Counsel presents three arguments for reversal: 1. The appellant's right to a speedy trial guaranteed by the Constitutions of California and the United States was violated by the lapse of over six months in returning the indictment; 2. The trial by eleven jurors violated the rights guaranteed by section 7, article I,, California Constitution and Penal Code, section 1123; 3. As applied to persons confined in prison [177 Cal. App. 2d 678] Penal Code, section 288a, is an unconstitutional violation of the due process clauses of the state and federal Constitutions.

[1] 1. The ready answer to the argument that appellant was not speedily brought to trial is that no objection was made at the trial on that ground and that being so it is now too late to raise that question for the first time on appeal. (People v. Jordan, 45 Cal. 2d 697, 708 [290 P.2d 484].) [2] But passing this consideration the provision of the California Constitution upon which appellant relies (Cal. Const., art. I, § 13) guarantees "the party accused" a speedy trial. Appellant was not a "party accused" within the meaning of this section until the indictment of the grand jury was returned. (People v.Jordan, supra, 45 Cal. 2d 697, 708.) [3] Appellant seems to claim additionally that he was "arrested" on March 9, 1958, and his right to a speedy trial then arose. An arrest is "taking a person into custody." (Pen. Code, § 834.) Since appellant was already in custody the conduct of the prison officers in disciplining him for violation of prison rules was not an arrest. Whatever rights to a speedy trial appellant may have had were governed by Penal Code, section 1381. (Osmulski v. Superior Court, 169 Cal. App. 2d 444 [337 P.2d 520].) There is no showing that appellant ever made the demand for a trial required by that section.

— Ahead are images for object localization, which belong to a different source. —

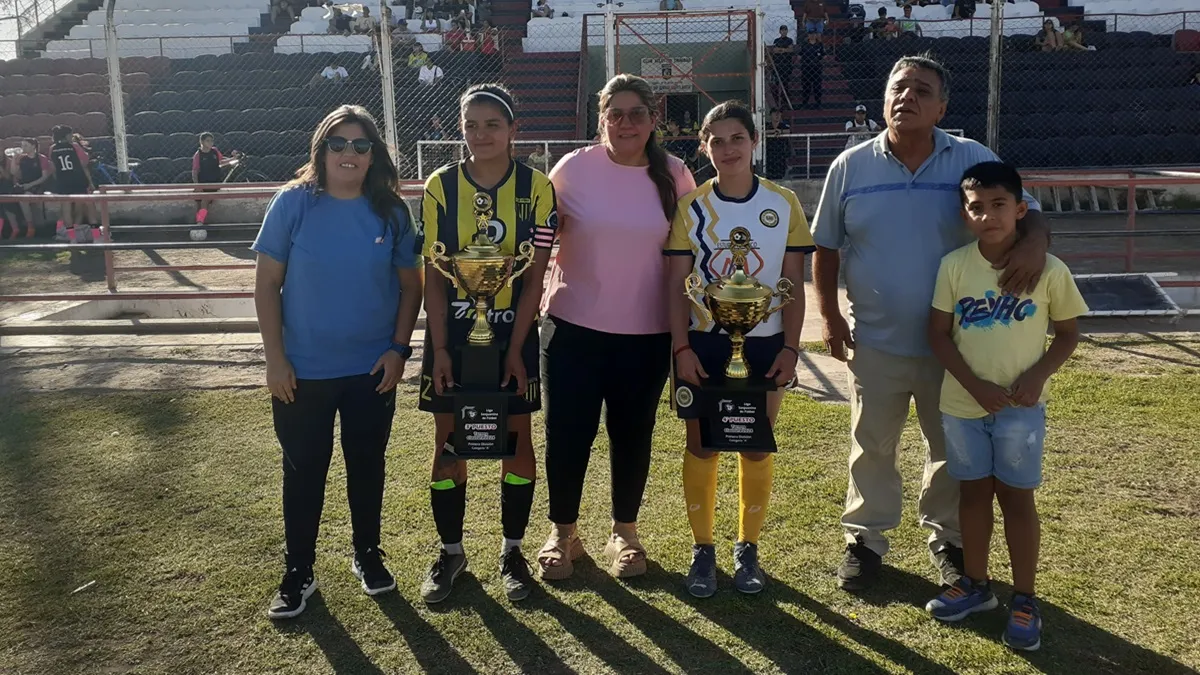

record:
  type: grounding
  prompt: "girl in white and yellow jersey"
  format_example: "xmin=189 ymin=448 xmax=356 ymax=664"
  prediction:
xmin=663 ymin=100 xmax=814 ymax=597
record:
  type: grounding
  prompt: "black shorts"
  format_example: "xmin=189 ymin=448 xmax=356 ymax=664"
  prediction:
xmin=53 ymin=177 xmax=87 ymax=196
xmin=672 ymin=330 xmax=785 ymax=418
xmin=417 ymin=321 xmax=542 ymax=415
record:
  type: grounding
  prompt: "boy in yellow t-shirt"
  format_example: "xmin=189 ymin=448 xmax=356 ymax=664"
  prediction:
xmin=923 ymin=162 xmax=1088 ymax=652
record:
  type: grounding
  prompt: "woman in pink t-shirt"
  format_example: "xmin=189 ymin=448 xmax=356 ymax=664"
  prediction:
xmin=537 ymin=74 xmax=696 ymax=581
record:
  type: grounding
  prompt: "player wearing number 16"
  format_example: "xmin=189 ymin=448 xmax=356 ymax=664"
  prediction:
xmin=417 ymin=84 xmax=558 ymax=604
xmin=664 ymin=101 xmax=814 ymax=598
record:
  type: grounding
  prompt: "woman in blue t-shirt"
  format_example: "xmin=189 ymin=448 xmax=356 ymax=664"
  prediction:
xmin=252 ymin=104 xmax=424 ymax=620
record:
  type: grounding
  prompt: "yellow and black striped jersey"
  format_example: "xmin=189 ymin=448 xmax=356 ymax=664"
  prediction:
xmin=665 ymin=175 xmax=815 ymax=337
xmin=420 ymin=159 xmax=557 ymax=328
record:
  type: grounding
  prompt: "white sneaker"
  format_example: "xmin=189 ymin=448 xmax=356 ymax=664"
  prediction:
xmin=189 ymin=228 xmax=208 ymax=242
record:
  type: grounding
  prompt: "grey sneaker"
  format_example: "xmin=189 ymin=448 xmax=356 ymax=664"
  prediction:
xmin=931 ymin=543 xmax=965 ymax=587
xmin=500 ymin=547 xmax=536 ymax=602
xmin=420 ymin=548 xmax=467 ymax=604
xmin=733 ymin=541 xmax=766 ymax=594
xmin=838 ymin=537 xmax=882 ymax=590
xmin=686 ymin=544 xmax=717 ymax=598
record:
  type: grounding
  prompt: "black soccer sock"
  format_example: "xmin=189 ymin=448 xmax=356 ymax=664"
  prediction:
xmin=430 ymin=480 xmax=466 ymax=547
xmin=500 ymin=473 xmax=535 ymax=542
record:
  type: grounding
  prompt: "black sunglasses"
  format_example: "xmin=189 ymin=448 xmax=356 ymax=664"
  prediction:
xmin=325 ymin=136 xmax=373 ymax=155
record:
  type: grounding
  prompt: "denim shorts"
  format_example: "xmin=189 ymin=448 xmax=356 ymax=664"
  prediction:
xmin=941 ymin=403 xmax=1046 ymax=489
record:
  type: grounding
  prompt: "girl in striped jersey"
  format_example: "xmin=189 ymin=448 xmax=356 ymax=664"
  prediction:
xmin=664 ymin=101 xmax=815 ymax=597
xmin=418 ymin=84 xmax=558 ymax=604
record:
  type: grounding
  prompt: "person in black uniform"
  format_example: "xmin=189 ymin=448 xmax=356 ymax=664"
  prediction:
xmin=49 ymin=125 xmax=94 ymax=243
xmin=0 ymin=158 xmax=30 ymax=239
xmin=799 ymin=31 xmax=825 ymax=109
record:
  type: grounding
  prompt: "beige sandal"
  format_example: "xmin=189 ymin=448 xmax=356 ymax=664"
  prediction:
xmin=603 ymin=530 xmax=647 ymax=578
xmin=537 ymin=529 xmax=586 ymax=580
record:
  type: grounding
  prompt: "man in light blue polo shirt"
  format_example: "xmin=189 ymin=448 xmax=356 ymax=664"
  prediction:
xmin=811 ymin=54 xmax=1050 ymax=592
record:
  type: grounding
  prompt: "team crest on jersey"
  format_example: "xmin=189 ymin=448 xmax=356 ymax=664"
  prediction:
xmin=759 ymin=209 xmax=779 ymax=228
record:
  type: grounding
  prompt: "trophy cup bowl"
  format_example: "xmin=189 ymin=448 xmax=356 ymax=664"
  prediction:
xmin=430 ymin=238 xmax=535 ymax=345
xmin=685 ymin=227 xmax=793 ymax=379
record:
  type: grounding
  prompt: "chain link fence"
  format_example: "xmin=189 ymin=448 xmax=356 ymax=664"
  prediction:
xmin=4 ymin=3 xmax=1199 ymax=185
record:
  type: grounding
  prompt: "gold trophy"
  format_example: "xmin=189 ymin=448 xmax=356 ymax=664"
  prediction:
xmin=429 ymin=192 xmax=535 ymax=345
xmin=684 ymin=227 xmax=794 ymax=379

[4] 2. Appellant's claim that he could not constitutionally or under Penal Code, section 1123, consent to trial by a jury of less than twelve in a felony case is foreclosed by the previous decisions. (People v. Clark, 24 Cal. App. 2d 302 [74 P.2d 1070], hearing in Supreme Court denied; People v. Williams, 128 Cal. App. 2d 458, 465 [275 P.2d 513]; People v. Patterson, 169 Cal. App. 2d 179, 186-187 [337 P.2d 163], hearing in Supreme Court denied.) Were the question a new one we might be impressed by the argument that the last sentence of section 7, article I of the California Constitution impliedly prohibits trial by jury of less than 12 in felony cases. That sentence reads: "In civil actions and cases of misdemeanors, the jury may consist of twelve, or of any number less than twelve upon which the parties may agree in open court." The argument that this impliedly excludes, by failing to mention, felony cases is forceful, but the question is now foreclosed by the three cases cited above in two of which the Supreme Court denied hearings. In view of this judicial history if the question is to be reopened now only the Supreme Court should do it.

[5] 3. Appellant posits his argument that as applied to a prison inmate Penal Code, section 288a, is unconstitutional on [177 Cal. App. 2d 679] the major premise that the only justification for this legislation is to encourage procreation and argues that this justification ceases where the person is an imprisoned felon. No authority is cited for the major premise and the making of unnatural sexual relations a crime is embedded in the history of the common law and finds its sanction in the broader basis of the settled mores of our western civilization. There is a considerable body of opinion that as between willing adults the question should be left to moral sanctions alone and eliminated from the criminal law. That however presents a legislative questions and not one for the courts. (People v. Massey, 137 Cal. App. 2d 623, 625 [290 P.2d 906].)

Judgment affirmed.

Kaufman, P. J., and Draper, J., concurred.